I think you will find that China and India were the highest contributers to New Zealand migration last year. The fact of the matter is, wherever migrants are coming from, they are keeping kiwis off the housing ladder. How long would it take for the average wage earning Aucklander to pay off their $1 miilion mortgage?


----------



## inhamilton

mikesurf said:


> I think you will find that China and India were the highest contributers to New Zealand migration last year. The fact of the matter is, wherever migrants are coming from, they are keeping kiwis off the housing ladder. How long would it take for the average wage earning Aucklander to pay off their $1 miilion mortgage?

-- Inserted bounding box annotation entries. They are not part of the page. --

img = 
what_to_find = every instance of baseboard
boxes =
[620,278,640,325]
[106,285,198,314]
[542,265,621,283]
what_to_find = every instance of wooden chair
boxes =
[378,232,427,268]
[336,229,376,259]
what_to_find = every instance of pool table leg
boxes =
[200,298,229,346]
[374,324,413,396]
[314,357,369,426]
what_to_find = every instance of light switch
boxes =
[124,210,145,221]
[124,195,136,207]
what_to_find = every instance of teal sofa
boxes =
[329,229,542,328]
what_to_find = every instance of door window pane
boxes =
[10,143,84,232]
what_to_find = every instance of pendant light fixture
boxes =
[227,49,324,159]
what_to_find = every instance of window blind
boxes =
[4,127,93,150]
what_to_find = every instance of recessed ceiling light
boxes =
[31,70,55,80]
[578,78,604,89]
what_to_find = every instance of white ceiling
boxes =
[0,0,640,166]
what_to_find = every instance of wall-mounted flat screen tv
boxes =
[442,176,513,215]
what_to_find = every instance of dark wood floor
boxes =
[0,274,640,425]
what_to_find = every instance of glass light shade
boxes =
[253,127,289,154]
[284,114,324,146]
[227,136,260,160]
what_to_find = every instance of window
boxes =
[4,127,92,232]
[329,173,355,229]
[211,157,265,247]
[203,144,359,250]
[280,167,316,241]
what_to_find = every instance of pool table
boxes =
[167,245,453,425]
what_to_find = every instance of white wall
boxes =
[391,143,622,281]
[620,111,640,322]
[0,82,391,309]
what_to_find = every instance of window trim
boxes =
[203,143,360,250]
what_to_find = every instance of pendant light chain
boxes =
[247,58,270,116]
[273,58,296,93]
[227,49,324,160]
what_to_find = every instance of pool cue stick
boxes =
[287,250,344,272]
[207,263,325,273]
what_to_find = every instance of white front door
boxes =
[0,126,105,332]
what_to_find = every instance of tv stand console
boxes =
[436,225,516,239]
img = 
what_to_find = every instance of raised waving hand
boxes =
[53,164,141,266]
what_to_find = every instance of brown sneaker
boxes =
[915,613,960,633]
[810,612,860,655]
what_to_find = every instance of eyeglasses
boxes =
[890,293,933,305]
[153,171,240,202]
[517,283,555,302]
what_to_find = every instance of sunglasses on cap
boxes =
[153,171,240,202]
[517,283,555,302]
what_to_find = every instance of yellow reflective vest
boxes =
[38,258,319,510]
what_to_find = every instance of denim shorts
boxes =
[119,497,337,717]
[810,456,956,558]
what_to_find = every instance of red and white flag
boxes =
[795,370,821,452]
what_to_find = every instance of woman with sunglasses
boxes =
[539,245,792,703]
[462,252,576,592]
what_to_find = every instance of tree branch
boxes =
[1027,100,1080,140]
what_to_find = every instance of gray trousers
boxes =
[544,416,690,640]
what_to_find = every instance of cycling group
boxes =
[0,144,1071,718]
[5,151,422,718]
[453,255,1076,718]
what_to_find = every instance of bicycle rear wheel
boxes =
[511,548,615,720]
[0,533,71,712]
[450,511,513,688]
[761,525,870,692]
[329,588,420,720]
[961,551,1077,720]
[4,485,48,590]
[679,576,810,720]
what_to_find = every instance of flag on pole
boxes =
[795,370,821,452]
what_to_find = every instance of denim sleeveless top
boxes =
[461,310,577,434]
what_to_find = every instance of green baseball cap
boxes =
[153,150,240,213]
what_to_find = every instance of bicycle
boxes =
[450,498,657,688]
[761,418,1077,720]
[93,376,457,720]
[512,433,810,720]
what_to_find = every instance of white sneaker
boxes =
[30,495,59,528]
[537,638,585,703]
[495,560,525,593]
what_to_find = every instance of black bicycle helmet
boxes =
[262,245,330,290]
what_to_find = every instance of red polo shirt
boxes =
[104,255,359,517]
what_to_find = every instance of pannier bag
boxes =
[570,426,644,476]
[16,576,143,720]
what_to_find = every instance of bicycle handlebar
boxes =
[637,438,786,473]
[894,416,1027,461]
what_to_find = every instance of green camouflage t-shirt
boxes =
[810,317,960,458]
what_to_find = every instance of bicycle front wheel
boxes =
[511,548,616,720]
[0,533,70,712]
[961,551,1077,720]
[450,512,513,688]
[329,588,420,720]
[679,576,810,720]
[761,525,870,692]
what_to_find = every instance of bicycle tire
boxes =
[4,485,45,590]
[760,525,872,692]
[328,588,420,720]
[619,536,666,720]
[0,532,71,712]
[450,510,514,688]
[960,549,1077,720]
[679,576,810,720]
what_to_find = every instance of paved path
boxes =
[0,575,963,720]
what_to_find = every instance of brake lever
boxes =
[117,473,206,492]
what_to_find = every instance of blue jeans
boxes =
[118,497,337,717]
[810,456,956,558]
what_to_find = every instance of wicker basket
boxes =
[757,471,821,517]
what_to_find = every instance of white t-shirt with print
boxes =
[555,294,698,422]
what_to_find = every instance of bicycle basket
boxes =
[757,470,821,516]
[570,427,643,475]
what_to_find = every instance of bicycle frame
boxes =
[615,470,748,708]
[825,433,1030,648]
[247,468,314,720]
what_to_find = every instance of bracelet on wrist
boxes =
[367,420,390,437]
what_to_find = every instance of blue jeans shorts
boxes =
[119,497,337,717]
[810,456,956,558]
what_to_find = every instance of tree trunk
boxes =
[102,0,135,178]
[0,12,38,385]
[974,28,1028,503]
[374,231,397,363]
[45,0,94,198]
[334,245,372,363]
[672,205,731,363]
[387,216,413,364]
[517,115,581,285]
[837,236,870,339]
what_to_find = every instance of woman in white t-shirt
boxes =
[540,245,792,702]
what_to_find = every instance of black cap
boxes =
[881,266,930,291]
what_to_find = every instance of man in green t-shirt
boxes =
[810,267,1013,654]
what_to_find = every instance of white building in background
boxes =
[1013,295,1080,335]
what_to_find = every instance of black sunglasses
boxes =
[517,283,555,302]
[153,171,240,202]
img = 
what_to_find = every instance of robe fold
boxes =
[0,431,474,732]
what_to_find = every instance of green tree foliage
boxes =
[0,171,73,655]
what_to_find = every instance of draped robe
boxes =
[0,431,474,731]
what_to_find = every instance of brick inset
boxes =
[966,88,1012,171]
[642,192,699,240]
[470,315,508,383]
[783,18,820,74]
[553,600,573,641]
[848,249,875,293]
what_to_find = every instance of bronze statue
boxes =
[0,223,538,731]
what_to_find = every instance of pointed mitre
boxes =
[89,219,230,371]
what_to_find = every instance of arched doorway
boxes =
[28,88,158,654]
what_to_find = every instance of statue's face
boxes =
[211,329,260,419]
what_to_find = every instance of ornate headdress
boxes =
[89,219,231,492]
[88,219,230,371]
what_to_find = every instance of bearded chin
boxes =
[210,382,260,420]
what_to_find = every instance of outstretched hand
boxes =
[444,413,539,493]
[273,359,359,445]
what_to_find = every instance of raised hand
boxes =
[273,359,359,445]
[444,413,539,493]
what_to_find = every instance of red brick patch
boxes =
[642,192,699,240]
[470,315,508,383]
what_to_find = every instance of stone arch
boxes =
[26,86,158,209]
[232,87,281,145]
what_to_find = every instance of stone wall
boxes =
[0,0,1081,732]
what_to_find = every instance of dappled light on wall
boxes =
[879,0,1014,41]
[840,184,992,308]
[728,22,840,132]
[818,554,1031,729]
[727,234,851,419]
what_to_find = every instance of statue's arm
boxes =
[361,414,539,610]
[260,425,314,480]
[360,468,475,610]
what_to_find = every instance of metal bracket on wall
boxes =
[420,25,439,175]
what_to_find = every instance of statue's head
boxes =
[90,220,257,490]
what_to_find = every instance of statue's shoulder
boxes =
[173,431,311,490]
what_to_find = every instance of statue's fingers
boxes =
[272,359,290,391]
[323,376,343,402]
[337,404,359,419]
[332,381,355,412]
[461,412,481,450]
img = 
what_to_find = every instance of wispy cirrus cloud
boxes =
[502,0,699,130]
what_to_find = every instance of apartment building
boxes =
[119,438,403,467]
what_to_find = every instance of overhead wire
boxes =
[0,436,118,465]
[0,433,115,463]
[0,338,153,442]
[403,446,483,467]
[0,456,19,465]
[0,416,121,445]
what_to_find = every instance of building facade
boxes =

There are more than twice as many British born people living in NZ than Chinese. And these Brits and Chinese are just as much Kiwi as I am, in my book. I don't think anyone is denying that the Auckland house prices are very high and unaffordable to a lot of people.


----------



## mikesurf

Then why does it matter who the migrants are? It's the fact that kiwis born and bred are struggling to match wealthy overseas investors. This spells big trouble for New Zealands future.


----------



## inhamilton

mikesurf said:


> Then why does it matter who the migrants are? It's the fact that kiwis born and bred are struggling to match wealthy overseas investors. This spells big trouble for New Zealands future.


Investors? There are some, but stats show that most house buyers live here. I take an opposite view. I think immigrants contribute to the country and lead to a better future. Is your 'investing' in France spelling trouble for France's future?


----------



## mikesurf

inhamilton said:


> Investors? There are some, but stats show that most house buyers live here. I take an opposite view. I think immigrants contribute to the country and lead to a better future. Is your 'investing' in France spelling trouble for France's future?


No, but it could be if thousands like me came over and snapped up all the properties and trippled the housing market values.


----------